- Origin: Newcastle, New South Wales, Australia
- Genres: Hip-hop
- Years active: 2006–present
- Labels: BlackChili Productions
- Members: Joel Wenitong Naomi Wenitong Jacob Turier
- Website: myspace.com/thelastkinection

= The Last Kinection =

Australian Indigenous hip-hop group

The Last Kinection are an Indigenous hip-hop trio from Newcastle, New South Wales. The group was formed in 2006 by Joel Wenitong, DJ Jay Tee (both from Local Knowledge) and Naomi Wenitong (Shakaya).
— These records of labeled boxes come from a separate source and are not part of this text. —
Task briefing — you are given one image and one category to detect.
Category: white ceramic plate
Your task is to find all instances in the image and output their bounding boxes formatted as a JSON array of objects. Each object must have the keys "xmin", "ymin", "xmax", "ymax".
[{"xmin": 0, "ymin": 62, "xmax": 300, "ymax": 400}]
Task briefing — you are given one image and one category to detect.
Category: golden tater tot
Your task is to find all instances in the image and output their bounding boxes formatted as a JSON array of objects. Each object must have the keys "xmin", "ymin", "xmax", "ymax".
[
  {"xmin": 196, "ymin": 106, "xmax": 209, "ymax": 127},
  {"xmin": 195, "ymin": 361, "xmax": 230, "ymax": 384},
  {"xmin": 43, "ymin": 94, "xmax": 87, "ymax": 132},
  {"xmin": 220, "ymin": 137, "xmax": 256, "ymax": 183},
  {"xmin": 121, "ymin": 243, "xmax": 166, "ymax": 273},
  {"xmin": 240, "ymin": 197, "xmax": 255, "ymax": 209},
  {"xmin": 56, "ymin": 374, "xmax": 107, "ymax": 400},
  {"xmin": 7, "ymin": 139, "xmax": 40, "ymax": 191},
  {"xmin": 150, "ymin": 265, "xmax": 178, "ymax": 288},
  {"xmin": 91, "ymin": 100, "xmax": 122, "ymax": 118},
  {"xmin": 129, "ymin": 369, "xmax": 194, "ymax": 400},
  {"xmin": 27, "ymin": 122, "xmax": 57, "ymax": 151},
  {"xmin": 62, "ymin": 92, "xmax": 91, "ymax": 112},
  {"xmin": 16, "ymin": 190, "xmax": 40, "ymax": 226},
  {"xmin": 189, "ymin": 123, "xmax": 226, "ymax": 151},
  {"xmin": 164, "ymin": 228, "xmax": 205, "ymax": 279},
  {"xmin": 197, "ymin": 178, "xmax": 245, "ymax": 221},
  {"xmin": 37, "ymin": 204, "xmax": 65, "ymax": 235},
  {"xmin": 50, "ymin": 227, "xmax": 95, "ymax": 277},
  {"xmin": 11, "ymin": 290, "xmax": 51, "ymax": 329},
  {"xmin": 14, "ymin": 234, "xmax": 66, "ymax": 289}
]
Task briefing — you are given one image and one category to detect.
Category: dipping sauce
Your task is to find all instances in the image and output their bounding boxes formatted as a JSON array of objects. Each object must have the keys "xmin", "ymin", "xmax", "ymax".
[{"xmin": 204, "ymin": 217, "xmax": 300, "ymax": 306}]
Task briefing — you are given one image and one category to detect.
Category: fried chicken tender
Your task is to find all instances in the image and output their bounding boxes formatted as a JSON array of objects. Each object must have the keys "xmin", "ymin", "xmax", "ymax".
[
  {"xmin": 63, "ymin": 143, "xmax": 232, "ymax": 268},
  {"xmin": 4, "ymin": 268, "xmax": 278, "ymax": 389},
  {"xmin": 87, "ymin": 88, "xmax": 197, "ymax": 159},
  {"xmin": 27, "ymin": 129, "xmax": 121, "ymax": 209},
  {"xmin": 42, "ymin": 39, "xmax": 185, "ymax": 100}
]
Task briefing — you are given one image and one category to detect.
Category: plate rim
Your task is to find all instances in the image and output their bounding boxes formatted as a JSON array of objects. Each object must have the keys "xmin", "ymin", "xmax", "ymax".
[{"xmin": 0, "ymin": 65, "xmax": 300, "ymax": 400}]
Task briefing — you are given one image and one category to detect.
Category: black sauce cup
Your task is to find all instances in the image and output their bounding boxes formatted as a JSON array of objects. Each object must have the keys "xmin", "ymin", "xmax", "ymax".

The Last Kinection first came to attention with its reworking of the Peter Allen song, "I Still Call Australia Home".

==History==
===Elefant Tracks===
In June 2010, The Last Kinection was officially signed to independent Sydney record label Elefant Traks who released the band's second album, Next of Kin, in 2011.

===Touring===
In 2009, the band supported Public Enemy. They followed this up with a national tour beginning in July.

===Accident===
In September 2008, the group were involved in a car accident with Wenitong and DJ Jay Tee receiving serious injuries. Wenitong sustained a broken femur, jaw, wrist, ribs, fractured pelvis, head injuries and was left in a coma. The accident was featured in an episode of the Crash Investigation Unit TV series.

==Awards==
The band has won Deadly Awards in 2009 and 2010 for outstanding achievement in R 'n' B and hip hop and in 2011 for Best Band and Best Single. In 2012, The Last Kinection received the Deadly award for "Best Band of the Year".